• Saskia Ludwig ist die Favoritin im Wahlkreis 19

Serie zur Landtagswahl 2019 : Eine Favoritin im Wahlkreis 19

Im Wahlkreis 19 zeichnet sich einmal mehr ein Sieg der CDU-Politikerin Saskia Ludwig ab. Die Frage ist, wie deutlich er ausfällt.

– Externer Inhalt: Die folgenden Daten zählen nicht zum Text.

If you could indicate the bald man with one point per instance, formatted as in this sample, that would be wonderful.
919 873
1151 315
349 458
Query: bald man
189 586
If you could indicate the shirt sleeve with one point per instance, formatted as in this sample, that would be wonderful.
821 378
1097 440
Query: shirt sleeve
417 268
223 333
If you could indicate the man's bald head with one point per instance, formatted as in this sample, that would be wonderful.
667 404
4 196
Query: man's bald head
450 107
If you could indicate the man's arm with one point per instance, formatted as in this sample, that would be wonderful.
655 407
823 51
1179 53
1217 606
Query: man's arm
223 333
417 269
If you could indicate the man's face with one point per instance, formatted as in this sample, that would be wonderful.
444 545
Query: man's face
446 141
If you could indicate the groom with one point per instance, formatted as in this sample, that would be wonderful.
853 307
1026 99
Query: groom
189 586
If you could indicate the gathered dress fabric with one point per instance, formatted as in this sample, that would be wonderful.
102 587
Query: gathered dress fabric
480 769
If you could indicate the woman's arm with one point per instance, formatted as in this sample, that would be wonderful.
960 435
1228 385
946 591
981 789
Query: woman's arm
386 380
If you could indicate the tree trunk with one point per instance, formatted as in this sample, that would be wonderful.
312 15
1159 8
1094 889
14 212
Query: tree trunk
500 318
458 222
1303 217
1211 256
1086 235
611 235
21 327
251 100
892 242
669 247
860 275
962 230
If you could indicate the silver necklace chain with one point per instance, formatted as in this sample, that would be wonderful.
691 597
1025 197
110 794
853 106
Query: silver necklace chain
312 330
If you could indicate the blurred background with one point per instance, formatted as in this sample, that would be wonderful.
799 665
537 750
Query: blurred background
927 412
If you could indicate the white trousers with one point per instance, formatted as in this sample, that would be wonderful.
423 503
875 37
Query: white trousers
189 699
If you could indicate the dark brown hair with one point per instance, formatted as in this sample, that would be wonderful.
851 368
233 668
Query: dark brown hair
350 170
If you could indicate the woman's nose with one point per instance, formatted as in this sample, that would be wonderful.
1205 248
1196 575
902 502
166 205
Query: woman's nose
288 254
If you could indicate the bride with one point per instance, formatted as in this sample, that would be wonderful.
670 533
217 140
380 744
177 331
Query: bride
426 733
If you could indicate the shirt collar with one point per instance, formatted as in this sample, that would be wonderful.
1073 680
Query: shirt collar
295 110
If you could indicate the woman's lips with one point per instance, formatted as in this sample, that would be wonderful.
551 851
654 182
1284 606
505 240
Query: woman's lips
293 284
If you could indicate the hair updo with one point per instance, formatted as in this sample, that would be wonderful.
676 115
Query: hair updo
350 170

Blick gen Potsdamer Norden.
Blick gen Potsdamer Norden.Foto: Lutz Hannemann

Zum Wahlkreis 19 gehören die nördlichen Ortsteile Potsdams, also Bornim, Bornstedter Feld, Eiche, Fahrland, Golm, Groß Glienicke, Grube, Marquardt, Nedlitz, Neu Fahrland, Sacrow, Satzkorn und Uetz-Paaren. Dazu kommt die Gemeinde Schwielowsee und die Stadt Werder (Havel). Die PNN geben einen Überblick über die Ausgangslage und die wichtigsten Themen des Wahlkreises.

Die Chancen

Den Wahlkreis hat bei den vergangenen Landtagswahlen stets Potsdam-Mittelmarks CDU-Chefin Saskia Ludwig mehr oder weniger knapp gegen SPD-Kandidaten gewonnen – zuletzt 2014 mit 31,7 Prozent gegen den heutigen Potsdamer Oberbürgermeister Mike Schubert, der damals als Potsdamer SPD-Fraktionschef 29,4 Prozent erzielen konnte. Diesmal hat die SPD den Kriminalbeamten und Potsdamer Stadtverordneten Uwe Adler aufgestellt – der sich nach einer internen Kampfkandidatur gegen den SPD-Chef des Landkreises Potsdam-Mittelmark, Robert Dambon aus Werder (Havel), durchsetzen konnte. Schon insofern waren die Vorzeichen der Kandidatur schwierig. Das unabhängige Prognoseportal election.de sieht denn auch aktuell eine 76-prozentige Chance, dass Ludwig ihren Wahlkreis erneut holen kann. Dem SPD-Herausforderer werden 15 Prozent Siegchancen attestiert, den Grünen immerhin noch sechs Prozent. Im Wahlkreis hatte es stets erhebliche Unterschiede zwischen den Ergebnissen in Potsdam und in den Umlandgemeinden gegeben – in Letzteren konnte Ludwig vielfach besonders punkten. Allerdings schnitt ihre CDU bei den Kommunal- und Europawahlen im Mai längst nicht mehr so stark ab wie in vergangenen Zeiten.

Die Themen

Angesichts der Größe des Wahlkreises über die Potsdamer Stadtgrenze hinaus sind die Themen zum Teil zwar sehr unterschiedlich – vielfach aber eben auch nicht. So geht es im wachsenden Potsdamer Norden um fehlende soziale Infrastruktur, gerade in Ortsteilen wie Fahrland – ähnliche Themen treiben aber auch die Anwohner in neuen Baugebieten in Werder (Havel) oder in Schwielowsee um. Allein in Werder fehlten zuletzt fast 300 Kitaplätze, geplante Neubauten verzögerten sich immer wieder. Einer Studie zufolge benötigt man in den kommenden Jahren noch eine komplette neue Grundschule. Und in Schwielowsee kommt immer wieder der Wunsch nach einer weiterführenden Schule auf, die es in der 11.000-Einwohner-Gemeinde nicht gibt.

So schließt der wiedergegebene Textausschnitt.